The slight incline of Kamal’s head was the only acknowledgment in front of the psychiatrist, along with a rumbling murmur that he would be vigilant of the clock. It was only after the door shut behind her that his severe face turned radiant. So absurdly handsome that Ashraf wondered why he had not chosen a career as a screen idol. “Chote,” he whispered in a way that said “little” was, in actuality, something so very, very vast. “Are you well?”
He almost shrugged. But something about Kamal had always made him want to mind his manners. To stand up straight. To use his best Hindi and his second-best Urdu. To be honest. “I’m…better. I am liking it here. But I know it’s not reality, samjhe?
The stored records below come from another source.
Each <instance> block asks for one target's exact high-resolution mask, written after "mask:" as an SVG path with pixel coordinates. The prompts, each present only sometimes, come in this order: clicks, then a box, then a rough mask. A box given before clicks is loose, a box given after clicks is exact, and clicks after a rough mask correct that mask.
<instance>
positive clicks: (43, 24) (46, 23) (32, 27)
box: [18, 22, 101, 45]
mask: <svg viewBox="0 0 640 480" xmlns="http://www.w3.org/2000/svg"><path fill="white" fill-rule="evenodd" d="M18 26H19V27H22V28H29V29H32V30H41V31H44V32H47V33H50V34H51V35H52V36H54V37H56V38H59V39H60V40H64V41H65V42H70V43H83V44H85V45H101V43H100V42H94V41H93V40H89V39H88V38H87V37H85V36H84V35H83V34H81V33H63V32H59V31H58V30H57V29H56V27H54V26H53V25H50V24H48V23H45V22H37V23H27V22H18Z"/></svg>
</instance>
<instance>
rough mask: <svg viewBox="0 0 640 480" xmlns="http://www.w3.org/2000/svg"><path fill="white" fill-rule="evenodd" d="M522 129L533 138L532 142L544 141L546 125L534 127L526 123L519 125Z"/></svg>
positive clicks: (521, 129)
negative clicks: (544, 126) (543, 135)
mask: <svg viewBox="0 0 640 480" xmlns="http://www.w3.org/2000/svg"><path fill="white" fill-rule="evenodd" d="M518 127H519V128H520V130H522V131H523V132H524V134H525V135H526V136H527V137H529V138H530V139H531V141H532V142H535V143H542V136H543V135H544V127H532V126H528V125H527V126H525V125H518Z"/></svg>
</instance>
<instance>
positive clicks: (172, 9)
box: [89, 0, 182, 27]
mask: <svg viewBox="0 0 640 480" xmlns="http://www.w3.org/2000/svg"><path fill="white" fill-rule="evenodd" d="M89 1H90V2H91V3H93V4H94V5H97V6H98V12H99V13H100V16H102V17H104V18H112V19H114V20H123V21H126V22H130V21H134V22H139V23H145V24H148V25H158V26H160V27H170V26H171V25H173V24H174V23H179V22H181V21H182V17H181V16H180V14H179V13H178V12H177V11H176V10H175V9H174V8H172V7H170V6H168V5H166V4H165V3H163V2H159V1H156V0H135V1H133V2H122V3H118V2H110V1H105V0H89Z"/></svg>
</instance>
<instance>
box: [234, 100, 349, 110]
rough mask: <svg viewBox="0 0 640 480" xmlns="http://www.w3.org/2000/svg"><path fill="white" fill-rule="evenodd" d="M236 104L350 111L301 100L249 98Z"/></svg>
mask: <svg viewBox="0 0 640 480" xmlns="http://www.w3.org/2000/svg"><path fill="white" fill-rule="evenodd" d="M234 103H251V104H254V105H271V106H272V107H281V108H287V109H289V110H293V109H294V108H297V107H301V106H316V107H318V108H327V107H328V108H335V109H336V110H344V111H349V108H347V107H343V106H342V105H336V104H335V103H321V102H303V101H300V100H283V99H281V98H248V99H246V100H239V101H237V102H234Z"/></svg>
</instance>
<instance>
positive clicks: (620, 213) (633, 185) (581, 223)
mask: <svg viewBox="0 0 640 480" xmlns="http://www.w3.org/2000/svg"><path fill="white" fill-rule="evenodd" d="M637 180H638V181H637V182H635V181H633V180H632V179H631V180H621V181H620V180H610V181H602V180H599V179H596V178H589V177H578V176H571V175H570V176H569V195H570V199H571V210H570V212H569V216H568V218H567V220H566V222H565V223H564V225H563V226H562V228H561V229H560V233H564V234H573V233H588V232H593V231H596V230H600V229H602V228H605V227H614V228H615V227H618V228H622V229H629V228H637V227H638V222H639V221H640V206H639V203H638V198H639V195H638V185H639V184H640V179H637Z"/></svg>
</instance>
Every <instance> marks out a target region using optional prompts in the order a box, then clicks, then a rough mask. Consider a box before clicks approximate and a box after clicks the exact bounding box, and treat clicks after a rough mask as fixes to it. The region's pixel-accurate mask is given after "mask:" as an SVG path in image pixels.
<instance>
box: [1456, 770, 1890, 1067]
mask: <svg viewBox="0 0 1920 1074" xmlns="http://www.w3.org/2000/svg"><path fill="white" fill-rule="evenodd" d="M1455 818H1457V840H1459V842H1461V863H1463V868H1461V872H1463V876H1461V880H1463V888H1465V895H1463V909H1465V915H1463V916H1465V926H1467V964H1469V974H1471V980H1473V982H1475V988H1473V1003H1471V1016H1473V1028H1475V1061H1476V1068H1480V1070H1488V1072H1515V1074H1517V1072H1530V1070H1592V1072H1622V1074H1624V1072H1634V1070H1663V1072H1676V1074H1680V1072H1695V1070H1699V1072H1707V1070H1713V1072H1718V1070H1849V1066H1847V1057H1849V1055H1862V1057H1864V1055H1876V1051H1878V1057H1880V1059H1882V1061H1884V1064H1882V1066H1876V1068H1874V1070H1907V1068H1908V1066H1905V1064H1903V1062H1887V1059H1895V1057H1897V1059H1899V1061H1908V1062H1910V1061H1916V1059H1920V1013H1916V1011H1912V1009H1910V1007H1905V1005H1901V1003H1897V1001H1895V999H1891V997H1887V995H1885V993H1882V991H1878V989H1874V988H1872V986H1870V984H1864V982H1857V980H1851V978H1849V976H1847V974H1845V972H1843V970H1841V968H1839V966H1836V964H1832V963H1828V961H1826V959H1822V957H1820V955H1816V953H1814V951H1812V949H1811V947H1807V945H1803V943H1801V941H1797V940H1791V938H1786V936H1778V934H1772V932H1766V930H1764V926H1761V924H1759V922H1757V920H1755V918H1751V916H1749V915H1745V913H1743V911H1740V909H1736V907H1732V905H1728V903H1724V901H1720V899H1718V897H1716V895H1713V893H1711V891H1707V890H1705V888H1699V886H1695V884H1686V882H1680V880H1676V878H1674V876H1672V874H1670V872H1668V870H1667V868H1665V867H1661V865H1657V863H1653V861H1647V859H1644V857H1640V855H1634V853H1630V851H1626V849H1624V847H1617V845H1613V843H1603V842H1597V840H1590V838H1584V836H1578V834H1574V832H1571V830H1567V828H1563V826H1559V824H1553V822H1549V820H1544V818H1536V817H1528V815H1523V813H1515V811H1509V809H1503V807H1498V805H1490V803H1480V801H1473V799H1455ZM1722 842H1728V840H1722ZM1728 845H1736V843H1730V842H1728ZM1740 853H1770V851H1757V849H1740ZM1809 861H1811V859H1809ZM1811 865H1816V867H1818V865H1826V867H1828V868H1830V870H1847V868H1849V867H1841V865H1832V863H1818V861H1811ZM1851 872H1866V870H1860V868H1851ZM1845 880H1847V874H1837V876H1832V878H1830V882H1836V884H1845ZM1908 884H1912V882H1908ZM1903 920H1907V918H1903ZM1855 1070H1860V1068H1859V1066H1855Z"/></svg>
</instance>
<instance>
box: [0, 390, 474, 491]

I know I have to go back.”
Kamal crossed his wrists behind his back, looking almost deferential if it weren’t for the arrogant confidence in every line of his body. Taj called it his “Mughal courtier” pose. “You will go forward, not back, Chote Saab, and we will all be waiting for you there.”
“Why?” His lines came out far more bewildered and weak than he wanted them to. “Why do you believe in me, Kamal? I have done nothing to earn it.”
“Faith is not earned, Chote. Faith simply is.
I trust that the sun will rise, that the tides will flow and that you will find your way back home.”
Kamal didn’t move, didn’t reach out, and yet it felt as though he held Ashraf in the palm of his hand.
Faith simply is.
Ashraf could not remember the last time he’d believed in something, in someone, so strongly. Kamal made it sound easy. Kamal made him want to try. Perhaps there was a freedom in this, too. In such unshakable faith.
He kicked away the bright bedspread, swung his legs over the side of the bed and took his first step forward.
“How is Ashu really?” Rocky pushed his chair toward the arbor, as though they were simply two lovers out for a stroll among the flowers. But nothing was truly that simple, was it?
“Kamal says that Ashu is improving every hour, every day. Soon, he will be healing and going back to his life. That will make one of us.”
Taj laughed, flinching as she lightly slapped the back of his head and cried, “Stop that! It’s not funny!”
But it was. A cosmic joke. There was a map of scar tissue, both burns and cuts, across much of his left side from how he’d been pinned inside the wreckage of the sleek Italian sports car. Would she follow the trail, thinking to heal his hurts with her hands? Her lips? Taj knew such a journey was folly.
As if she read his mind, she came round to stand in front of him. Her toffee-brown eyes focused on the small scrap of skin bared by the open collar of his kurta. “I’m not naïve,” she reminded him. “I don’t think I can kiss your boo-boos and make them better. Only you can do that.”
He laughed again, deliberately dismissing her psychobabble. “Kiss myself? Circus freak I may be, but I am not a contortionist, Rakhee.”
The toffee melted from the sudden flare of heat in her eyes. She was genuinely angered by his words. “I said stop it. Don’t ever talk about yourself that way again. It’s not sexy.”
“Oh…because I am so very concerned with my sex appeal?” he scoffed.